Append --httpListenAddress=127.0.0.1 at the end of the line in-between the quotes after --httpPort=$HTTP_PORT highlighted above. It should be at the bottom of the file.

--httpListenAddress=127.0.0.1

Restart the services

As we modified the configuration for both Nginx and Jenkins, we need to restart the services.

sudo systemctl restart nginx jenkins

Unlocking Jenkins

Log back into Jenkins via the URL http://ip_address_or_domain_name without port 8080. It will redirect you to an HTTPS connection. There will be a warning page, accept the risk to proceed. The message is due to the self-signed certificate we are using.

To unlock Jenkins a password needs to be entered into the input field. The password can be found in two places, such as the log files /var/log/jenkins/jenkins.log or /var/lib/jenkins/secrets/initialAdminPassword.

Install plugins Jenkins

Select install suggested plugins and Jenkins will start installing them.

Create an admin user

After the installation of the plugins, it’s time to create your first admin user. We have already ensured the data transmitted is encrypted, so the username and password won’t be sent in cleartext.
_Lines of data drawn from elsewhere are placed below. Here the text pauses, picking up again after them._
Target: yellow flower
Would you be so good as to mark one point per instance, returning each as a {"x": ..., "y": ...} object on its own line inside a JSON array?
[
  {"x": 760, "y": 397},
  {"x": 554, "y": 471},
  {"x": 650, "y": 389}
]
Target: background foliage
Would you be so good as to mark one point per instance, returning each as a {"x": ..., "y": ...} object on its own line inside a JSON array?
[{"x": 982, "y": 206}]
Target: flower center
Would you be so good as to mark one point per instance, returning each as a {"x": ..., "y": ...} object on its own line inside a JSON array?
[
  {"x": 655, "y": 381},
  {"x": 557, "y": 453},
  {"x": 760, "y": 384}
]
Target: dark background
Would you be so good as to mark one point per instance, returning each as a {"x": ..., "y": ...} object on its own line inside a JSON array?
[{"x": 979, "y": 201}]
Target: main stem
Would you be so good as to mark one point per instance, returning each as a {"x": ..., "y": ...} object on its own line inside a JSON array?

Enter your details, then save and continue.

Configure the URL

Set the root URL for Jenkins. Enter the domain name or IP address of the server.

Save and Finish

Startup Jenkins

Click Start using Jenkins.

Create a freestyle project

Next, create a freestyle project and name it, First Jenkins project in the item name box.

Click OK once done.

Create the build

Select Execute shell from the build section add build step drop-down menu.

Then add the following command into the command box.

echo "This is the date and time $(date)" >> date_time.txt

save

Go back to the Dashboard, top left corner.

Run the build

Then click the build icon next to the job highlighted below.

Next, check the build history.

Check the result

If the job was successful, it should have a green checkmark next to it. The console can be viewed using the green icon on the far right.

The output should resemble the screenshot below.

Viewing the actual file

To view the actual file, open it in a text editor. Jenkins has put it into the current workspace named after the project name (First Jenkins project).

vim "/var/lib/jenkins/workspace/First Jenkins project/date_time.txt"

Running the build again will append the current date and time text to the file. Try it and check the result.

Conclusion

Now we have Jenkins installed. We can discover what else it can do. One topic that comes to mind is integration with Ansible and Git.